L’incompatibilità di Rh si verifica quando una madre incinta con un gruppo sanguigno negativo sta portando un bambino con un gruppo sanguigno positivo. Questo può essere un serio rischio di salute per il nascituro, dal momento che il corpo della madre può reagire al gruppo sanguigno del bambino producendo anticorpi contro di esso. L’incompatibilità Rh si verifica solo quando la madre è di tipo negativo e il bambino è positivo. Una donna con un gruppo sanguigno positivo che ha un bambino con un gruppo sanguigno negativo non è a rischio per questa condizione.

Nella maggior parte dei casi, avere un primo figlio in cui l’incompatibilità esiste non comporta alcun rischio per il bambino. Di solito è il secondo bambino con l’incompatibilità che è a maggior rischio. Normalmente, una donna è trattata nella sua prima gravidanza in cui esiste incompatibilità Rh, immunizzandola contro lo sviluppo di anticorpi del gruppo sanguigno positivo. Di solito una donna riceve un colpo gamma globulin alla 28a settimana di gravidanza e un altro entro tre giorni dopo il parto. Questo tende a prevenire l’incompatibilità Rh nelle future gravidanze.

Una donna non ha bisogno di portare un bambino a termine per sviluppare l’incompatibilità nelle future gravidanze. Se una donna è incinta e abortisce, di solito riceve lo stesso “vaccino” per non rischiare la salute dei futuri bambini. A volte, una donna potrebbe non conoscere la storia dei precedenti figli e se avrebbe potuto avere un bambino che produceva incompatibilità Rh. Se ha un gruppo sanguigno negativo e ha avuto una precedente gravidanza con un padre il cui gruppo sanguigno non è noto, il metodo migliore per determinare la potenziale presenza della condizione è testare il gruppo sanguigno del bambino. Se il bambino ha un gruppo sanguigno positivo, si può presumere che la donna svilupperà l’incompatibilità Rh con altri bambini, se il suo partner ha un gruppo sanguigno positivo.
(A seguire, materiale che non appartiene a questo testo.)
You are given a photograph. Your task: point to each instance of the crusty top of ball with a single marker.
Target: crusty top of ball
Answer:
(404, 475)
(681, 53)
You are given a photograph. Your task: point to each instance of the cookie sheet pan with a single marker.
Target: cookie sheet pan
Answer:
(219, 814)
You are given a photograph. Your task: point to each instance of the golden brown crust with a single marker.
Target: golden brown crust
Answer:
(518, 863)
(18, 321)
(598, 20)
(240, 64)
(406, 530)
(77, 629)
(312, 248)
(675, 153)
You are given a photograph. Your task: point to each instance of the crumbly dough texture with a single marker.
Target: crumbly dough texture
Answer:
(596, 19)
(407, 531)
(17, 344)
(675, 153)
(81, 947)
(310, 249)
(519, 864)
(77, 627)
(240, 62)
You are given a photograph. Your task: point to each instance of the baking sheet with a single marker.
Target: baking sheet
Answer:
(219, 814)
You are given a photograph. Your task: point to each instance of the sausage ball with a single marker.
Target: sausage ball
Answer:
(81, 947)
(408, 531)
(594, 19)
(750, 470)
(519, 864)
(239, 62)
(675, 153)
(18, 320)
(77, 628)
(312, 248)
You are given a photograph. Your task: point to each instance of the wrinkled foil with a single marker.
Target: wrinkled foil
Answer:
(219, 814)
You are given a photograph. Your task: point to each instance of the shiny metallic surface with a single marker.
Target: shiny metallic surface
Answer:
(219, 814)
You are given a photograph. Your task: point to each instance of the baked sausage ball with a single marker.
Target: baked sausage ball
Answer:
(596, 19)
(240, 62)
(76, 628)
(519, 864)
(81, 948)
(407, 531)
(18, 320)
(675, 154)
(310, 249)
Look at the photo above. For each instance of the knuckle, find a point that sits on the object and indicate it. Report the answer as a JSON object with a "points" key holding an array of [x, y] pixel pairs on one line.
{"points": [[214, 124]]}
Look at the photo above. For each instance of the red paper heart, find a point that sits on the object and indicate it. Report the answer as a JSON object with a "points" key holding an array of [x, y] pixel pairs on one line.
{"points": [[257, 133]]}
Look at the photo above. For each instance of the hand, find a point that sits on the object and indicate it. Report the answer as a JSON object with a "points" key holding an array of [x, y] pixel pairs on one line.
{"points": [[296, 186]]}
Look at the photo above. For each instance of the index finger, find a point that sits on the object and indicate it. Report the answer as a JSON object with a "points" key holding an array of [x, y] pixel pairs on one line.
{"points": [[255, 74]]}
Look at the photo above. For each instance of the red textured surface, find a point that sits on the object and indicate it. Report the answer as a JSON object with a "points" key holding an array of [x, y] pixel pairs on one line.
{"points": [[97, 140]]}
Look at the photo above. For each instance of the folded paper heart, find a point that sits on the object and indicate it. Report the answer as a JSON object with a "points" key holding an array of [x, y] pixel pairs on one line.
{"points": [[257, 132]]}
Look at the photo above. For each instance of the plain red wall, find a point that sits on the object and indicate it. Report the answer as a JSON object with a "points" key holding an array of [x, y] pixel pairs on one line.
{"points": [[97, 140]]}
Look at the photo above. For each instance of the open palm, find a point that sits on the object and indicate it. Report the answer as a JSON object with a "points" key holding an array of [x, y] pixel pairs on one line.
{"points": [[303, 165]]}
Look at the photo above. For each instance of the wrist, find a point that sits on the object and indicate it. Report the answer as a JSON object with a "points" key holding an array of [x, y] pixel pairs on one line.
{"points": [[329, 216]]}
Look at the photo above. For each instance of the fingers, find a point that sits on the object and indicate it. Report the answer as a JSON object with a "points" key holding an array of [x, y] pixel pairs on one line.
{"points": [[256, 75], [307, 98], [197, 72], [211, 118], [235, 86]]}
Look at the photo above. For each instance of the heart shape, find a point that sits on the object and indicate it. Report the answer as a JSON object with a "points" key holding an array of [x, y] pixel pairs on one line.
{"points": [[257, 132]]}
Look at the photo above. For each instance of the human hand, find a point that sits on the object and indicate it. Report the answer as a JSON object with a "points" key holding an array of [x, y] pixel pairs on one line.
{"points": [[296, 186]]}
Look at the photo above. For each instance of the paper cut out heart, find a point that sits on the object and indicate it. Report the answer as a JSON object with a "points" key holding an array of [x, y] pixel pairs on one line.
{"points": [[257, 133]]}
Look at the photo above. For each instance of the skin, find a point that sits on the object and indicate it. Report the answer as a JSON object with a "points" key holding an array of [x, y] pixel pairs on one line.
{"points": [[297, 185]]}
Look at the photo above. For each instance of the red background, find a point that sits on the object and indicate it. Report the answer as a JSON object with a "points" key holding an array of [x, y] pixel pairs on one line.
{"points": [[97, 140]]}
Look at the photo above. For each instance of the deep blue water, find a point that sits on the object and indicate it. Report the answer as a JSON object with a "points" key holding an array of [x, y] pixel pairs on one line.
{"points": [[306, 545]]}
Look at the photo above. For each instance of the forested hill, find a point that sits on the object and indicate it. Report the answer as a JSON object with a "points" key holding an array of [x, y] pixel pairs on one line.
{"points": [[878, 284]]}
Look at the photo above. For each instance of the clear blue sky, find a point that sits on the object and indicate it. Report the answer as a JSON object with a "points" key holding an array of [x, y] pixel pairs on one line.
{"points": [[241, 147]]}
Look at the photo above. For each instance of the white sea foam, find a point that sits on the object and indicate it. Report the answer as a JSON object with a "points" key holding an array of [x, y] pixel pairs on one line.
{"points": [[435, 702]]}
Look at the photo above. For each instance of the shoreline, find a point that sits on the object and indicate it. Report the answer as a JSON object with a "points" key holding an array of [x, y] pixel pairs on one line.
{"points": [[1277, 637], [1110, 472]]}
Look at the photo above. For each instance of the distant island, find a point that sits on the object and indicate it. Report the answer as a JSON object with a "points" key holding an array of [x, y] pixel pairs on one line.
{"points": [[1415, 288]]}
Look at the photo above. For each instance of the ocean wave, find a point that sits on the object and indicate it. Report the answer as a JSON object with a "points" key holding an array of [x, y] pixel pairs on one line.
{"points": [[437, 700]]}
Quando non viene affrontata l’incompatibilità, che può essere un problema per le donne che non ricevono assistenza prenatale, gli effetti sul neonato possono essere molto gravi. Un bambino con un sangue incompatibile può nascere con danni cerebrali, ittero e in casi più gravi, nati nell’insufficienza cardiaca. Inoltre, alcuni bambini muoiono alla nascita o poco dopo quando l’incompatibilità Rh non viene rilevata.

Quando le donne ricevono assistenza prenatale, sono quasi sempre sottoposte a test del gruppo sanguigno per determinare se esiste il rischio di incompatibilità Rh. Negli Stati Uniti era prassi normale richiedere un esame del sangue prima del matrimonio per prepararsi ai bambini che potrebbero essere a rischio per questa condizione. Pochi stati continuano a fare questo requisito, ma se stai pianificando di rimanere incinta, sposata o no, dovresti essere sicuro di avere il sangue del tuo e del tuo partner testato. Di nuovo, se la madre ha sangue positivo, non c’è bisogno di testare il padre.